Avalado por el FMI, el Gobierno usará el Fondo de Garantía de Sustentabilidad de la ANSES para cerrar el año fiscal.

Mara Ruiz Malec
11 de julio de 2019 11:07 hs
mara@cenital.com  
@marucha_rm

Hace pocos días se conoció que el Fondo de Garantía de Sustentabilidad finalmente empezará a solventar los gastos de la Reparación Histórica. Esto, autorizado y hasta empujado por el FMI, significa que se tendrán en cuenta recursos del FGS a la hora de calcular el resultado fiscal del gobierno. Lo cual pone a Dujovne un pasito más cerca de alcanzar el objetivo de déficit cero. También, pone un pasito más cerca el fin del FGS.

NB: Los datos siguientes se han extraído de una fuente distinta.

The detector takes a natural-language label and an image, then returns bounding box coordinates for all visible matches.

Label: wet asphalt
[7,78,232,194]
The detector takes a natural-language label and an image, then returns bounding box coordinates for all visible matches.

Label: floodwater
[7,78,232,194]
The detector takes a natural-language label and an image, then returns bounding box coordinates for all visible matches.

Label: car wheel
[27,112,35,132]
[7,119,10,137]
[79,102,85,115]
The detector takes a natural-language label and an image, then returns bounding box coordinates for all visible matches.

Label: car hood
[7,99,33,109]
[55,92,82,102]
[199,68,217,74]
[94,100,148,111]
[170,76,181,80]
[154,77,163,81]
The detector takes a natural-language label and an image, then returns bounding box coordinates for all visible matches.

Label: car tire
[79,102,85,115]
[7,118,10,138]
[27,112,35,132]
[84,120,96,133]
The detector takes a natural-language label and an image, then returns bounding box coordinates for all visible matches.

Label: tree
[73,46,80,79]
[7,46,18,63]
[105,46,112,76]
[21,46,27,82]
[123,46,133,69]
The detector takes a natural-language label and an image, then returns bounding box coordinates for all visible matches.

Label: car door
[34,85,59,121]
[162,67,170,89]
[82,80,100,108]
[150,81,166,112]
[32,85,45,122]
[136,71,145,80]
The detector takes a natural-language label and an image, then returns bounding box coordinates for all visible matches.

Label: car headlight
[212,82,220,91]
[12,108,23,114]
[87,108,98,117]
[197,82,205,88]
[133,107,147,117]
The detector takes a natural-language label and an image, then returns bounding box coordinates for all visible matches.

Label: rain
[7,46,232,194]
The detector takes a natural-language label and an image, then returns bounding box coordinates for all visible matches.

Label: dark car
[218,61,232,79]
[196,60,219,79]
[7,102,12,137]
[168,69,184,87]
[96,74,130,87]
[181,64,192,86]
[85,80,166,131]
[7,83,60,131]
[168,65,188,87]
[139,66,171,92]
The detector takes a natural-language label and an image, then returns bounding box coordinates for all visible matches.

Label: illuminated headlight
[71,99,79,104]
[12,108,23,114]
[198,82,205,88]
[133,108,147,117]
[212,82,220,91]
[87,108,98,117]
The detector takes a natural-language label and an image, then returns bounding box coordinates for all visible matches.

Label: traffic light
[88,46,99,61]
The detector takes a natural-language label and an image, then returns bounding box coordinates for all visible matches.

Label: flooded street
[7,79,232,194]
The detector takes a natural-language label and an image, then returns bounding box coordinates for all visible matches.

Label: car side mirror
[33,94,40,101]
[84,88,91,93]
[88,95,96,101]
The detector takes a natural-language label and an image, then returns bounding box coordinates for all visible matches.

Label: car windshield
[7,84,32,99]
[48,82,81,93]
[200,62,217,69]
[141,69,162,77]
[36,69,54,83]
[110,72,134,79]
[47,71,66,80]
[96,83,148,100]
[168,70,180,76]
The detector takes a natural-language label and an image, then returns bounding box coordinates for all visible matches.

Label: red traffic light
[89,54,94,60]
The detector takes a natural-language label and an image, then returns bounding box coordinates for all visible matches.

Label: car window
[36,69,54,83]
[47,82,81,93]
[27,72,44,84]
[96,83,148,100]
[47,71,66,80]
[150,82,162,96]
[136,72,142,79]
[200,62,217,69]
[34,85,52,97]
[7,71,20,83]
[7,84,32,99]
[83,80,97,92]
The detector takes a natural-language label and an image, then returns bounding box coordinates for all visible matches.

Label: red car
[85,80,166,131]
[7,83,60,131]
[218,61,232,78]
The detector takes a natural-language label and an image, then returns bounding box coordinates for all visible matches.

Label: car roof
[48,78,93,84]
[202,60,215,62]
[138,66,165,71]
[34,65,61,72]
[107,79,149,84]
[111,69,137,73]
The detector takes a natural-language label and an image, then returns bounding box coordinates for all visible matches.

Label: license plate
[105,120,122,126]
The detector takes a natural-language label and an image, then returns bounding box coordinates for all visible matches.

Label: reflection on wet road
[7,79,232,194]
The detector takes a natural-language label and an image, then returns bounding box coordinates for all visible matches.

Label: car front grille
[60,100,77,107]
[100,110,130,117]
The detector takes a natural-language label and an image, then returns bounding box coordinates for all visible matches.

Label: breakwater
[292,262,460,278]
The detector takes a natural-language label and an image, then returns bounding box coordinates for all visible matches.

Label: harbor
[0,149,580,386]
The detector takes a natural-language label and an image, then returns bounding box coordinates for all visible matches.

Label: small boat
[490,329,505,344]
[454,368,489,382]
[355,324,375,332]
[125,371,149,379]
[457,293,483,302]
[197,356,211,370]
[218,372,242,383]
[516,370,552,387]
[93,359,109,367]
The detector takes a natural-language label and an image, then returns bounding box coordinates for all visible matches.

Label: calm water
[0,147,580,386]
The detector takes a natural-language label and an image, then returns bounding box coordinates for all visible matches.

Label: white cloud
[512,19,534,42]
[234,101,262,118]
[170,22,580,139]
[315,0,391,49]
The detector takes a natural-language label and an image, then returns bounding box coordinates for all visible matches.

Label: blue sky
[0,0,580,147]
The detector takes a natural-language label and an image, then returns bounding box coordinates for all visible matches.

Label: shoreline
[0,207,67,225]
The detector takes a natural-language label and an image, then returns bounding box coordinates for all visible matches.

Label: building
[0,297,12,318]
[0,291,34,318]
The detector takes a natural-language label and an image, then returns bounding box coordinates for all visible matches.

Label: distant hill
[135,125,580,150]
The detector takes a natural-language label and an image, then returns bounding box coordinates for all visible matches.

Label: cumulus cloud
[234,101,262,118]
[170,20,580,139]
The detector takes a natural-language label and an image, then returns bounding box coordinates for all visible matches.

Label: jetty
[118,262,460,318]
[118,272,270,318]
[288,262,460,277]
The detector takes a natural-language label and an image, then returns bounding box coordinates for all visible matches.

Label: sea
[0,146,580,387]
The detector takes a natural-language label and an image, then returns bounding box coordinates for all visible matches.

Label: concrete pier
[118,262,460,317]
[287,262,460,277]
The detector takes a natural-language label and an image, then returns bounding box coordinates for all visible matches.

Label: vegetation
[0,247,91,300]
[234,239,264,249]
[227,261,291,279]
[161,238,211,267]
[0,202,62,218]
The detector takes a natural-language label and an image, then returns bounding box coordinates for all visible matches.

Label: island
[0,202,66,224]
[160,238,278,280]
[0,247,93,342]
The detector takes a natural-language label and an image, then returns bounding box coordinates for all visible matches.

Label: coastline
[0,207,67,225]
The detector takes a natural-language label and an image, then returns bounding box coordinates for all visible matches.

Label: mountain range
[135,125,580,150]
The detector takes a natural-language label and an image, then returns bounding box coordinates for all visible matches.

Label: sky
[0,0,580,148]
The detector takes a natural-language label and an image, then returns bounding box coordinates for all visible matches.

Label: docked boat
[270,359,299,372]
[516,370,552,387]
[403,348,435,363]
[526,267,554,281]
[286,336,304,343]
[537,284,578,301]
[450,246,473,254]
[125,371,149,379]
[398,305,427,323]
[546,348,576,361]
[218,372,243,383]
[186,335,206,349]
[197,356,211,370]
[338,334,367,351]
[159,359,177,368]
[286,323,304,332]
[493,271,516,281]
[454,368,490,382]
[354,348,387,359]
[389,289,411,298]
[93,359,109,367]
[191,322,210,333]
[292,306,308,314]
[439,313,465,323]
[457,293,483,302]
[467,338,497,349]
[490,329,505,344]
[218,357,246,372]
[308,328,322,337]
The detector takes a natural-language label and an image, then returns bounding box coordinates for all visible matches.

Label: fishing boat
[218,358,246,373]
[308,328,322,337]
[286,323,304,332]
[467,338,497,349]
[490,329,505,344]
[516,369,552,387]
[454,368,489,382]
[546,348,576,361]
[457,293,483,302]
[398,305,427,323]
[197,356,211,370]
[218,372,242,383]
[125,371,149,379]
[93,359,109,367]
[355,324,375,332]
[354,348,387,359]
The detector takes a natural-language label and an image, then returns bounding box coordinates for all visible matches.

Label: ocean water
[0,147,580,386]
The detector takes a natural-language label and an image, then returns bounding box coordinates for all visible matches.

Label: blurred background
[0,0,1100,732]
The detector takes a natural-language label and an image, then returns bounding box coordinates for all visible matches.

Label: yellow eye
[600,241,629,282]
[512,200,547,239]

Esta historia es larga, y habla de falta de previsión, proyecciones erradas y algunos manejos preocupantes del dinero. Si no quiere conocer toda la historia, puede saltearse los dos títulos que siguen e ir directamente al final.

¿Qué es la Reparación Histórica?

Un grupo de jubilados se agolpan en un centro cultural del barrio porteño de San Cristóbal. Esperan la llegada del presidente Mauricio Macri para escuchar el anuncio oficial de la "Reparación Histórica". Es mayo de 2016 y, como hoy, hacía frío. El proyecto presentado buscaba pagar las diferencias que habían iniciado una catarata de juicios contra la ANSES por jubilados que o bien no estaban de acuerdo con el cálculo de su jubilación inicial o bien no habían tenido aumentos entre 2003 y 2008, periodo en el cual la gestión anterior priorizó el aumento de la jubilación mínima. Además, extendía este gesto a todos los jubilados en esta situación, hubiese o no iniciado juicio.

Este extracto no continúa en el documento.